Anılan maddeyle 4342 sayılı Mera Kanunu'na ek madde ilave edilmektedir. Bu ek maddeyle, 2012'de Bakanlar Kurulu kararında belirtilen "İstanbul İli Avrupa Yakası Proje Alanları içerisinde yer alan mera, yaylak ve kışlak gibi orta mallarının vasıfları, Ulaştırma, Denizcilik ve Haberleşme Bakanlığınca bu Kanun hükümlerine bağlı kalmaksızın resen kaldırılır ve bu taşınmazlar Hazine adına tescil edilir." denilmektedir. Bu düzenleme Mera Kanunu'na ve Anayasa'ya aykırıdır.
Türkiye Cumhuriyeti Anayasası'nın 45'inci maddesi "Tarım, hayvancılık ve bu üretim dallarında çalışanların korunması" başlığıyla devlete tarım arazileri ile çayır ve meraların amaç dışı kullanılmasını ve tahribini önleme görevi vermiştir. Anayasa'nın bu hükmüne uygun olarak da 1998 yılında Mera Kanunu yürürlüğe girmiştir. Mera Kanunu'nun 14'üncü maddesinde ise tahsis amacı değiştirilmedikçe mera, yaylak ve kışlaktan bu kanunda gösterilenden başka şekilde yararlanılamayacağından bahsedilmektedir. Tahsis amacı değişikliğinin ise sadece maden ve petrol arama ve işletme faaliyetleri ile turizm yatırımları için zaruri olan kamu yatırımlarını ve toprak muhafazası, gen kaynaklarının korunması, millî park ve muhafaza ormanı kurulması, doğal, tarihî ve kültürel varlıkların korunması, sel kontrolü, akarsular ve kaynakların düzenlenmesi için ihtiyaç duyulan yerlerde yapılabileceği hüküm altına alınmıştır. Kanal İstanbul ise bu hükümlerin hiçbirisine uymamaktadır.

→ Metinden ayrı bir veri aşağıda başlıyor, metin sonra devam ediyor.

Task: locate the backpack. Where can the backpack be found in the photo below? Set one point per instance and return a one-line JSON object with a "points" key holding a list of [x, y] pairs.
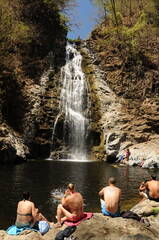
{"points": [[65, 233]]}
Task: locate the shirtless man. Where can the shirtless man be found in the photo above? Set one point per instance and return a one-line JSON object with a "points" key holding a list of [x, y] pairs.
{"points": [[71, 208], [27, 214], [142, 190], [70, 189], [110, 199], [152, 188]]}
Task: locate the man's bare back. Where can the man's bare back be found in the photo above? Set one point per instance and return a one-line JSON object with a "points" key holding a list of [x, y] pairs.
{"points": [[112, 198], [73, 203], [153, 189], [71, 208]]}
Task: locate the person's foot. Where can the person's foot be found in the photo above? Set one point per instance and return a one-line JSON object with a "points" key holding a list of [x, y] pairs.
{"points": [[57, 225], [51, 224]]}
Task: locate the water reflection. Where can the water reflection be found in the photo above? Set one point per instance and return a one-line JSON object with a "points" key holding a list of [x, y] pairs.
{"points": [[43, 177]]}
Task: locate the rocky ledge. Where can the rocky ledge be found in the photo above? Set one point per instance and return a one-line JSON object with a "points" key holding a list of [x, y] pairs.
{"points": [[12, 147], [100, 227]]}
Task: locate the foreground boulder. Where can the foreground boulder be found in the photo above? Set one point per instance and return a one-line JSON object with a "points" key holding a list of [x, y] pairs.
{"points": [[98, 227]]}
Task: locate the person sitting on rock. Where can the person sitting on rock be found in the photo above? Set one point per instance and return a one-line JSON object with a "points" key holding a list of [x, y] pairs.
{"points": [[71, 208], [70, 189], [27, 214], [110, 199], [152, 189], [142, 190]]}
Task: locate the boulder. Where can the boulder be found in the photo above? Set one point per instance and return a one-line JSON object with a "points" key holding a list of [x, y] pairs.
{"points": [[98, 227], [146, 208]]}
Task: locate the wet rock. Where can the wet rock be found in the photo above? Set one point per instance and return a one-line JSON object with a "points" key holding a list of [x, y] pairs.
{"points": [[98, 227], [146, 208], [145, 154], [12, 147]]}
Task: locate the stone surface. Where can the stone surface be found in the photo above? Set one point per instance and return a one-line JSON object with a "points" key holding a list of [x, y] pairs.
{"points": [[120, 121], [145, 154], [12, 147], [98, 227]]}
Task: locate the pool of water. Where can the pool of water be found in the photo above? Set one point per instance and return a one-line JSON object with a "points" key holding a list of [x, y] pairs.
{"points": [[42, 178]]}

Son olarak, Mera Kanunu'nda 2014 yılında AKP tarafından tekrar değişiklik yapılarak mera, yaylak ve kışlakların tahsis amacının başka maksatlar için önü açılmıştır. Böylece rantsal dönüşüm hâline gelen kentsel dönüşüm meralara kadar uzanmış, bu düzenlemeyle İstanbul tarihi ve kültürüyle arsa rantçılarına, hazine avcılarına heba edilmiştir.
Değerli milletvekilleri, ayrıca Mera Kanunu'nda yapılan bu değişikliğe bir başka açıdan da bakmak istiyorum. Ülkemizin yıllık kaba yem ihtiyacı 50 milyon tondur. Kaliteli kaba yem açığımız ise 14,5 milyon tondur. Türkiye, birçok tarım ürününde olduğu gibi 2012 yılında bir ilke imza atmış, eti ve samanı dahi yurt dışından ithal etmiştir. Ülkemiz çiftçisi ise bu durumdan mağdur olmuştur. Bu yapılan değişiklik emsal teşkil ederek Anadolu'daki birçok mera alanında çeşitli bahanelerle imara açılacak "kentsel dönüşüm" adı altında tarım alanları yok edilmeye çalışılacaktır.
Milliyeti Hareket Partisi olarak meralarımızın imara açılması yerine ıslah edilerek otlama kapasitelerinin arttırılması ve hayvancılık sektörünün ihtiyaçlarının karşılanması gerektiğini, zorunlu olarak imara açılması gereken yerler için de keyfî kararlar yerine ilgili kuruluşlardan görüş alınmalı ve kamu yararları gözetilmelidir diyor, hepinize saygılar sunuyorum. (MHP sıralarından alkışlar)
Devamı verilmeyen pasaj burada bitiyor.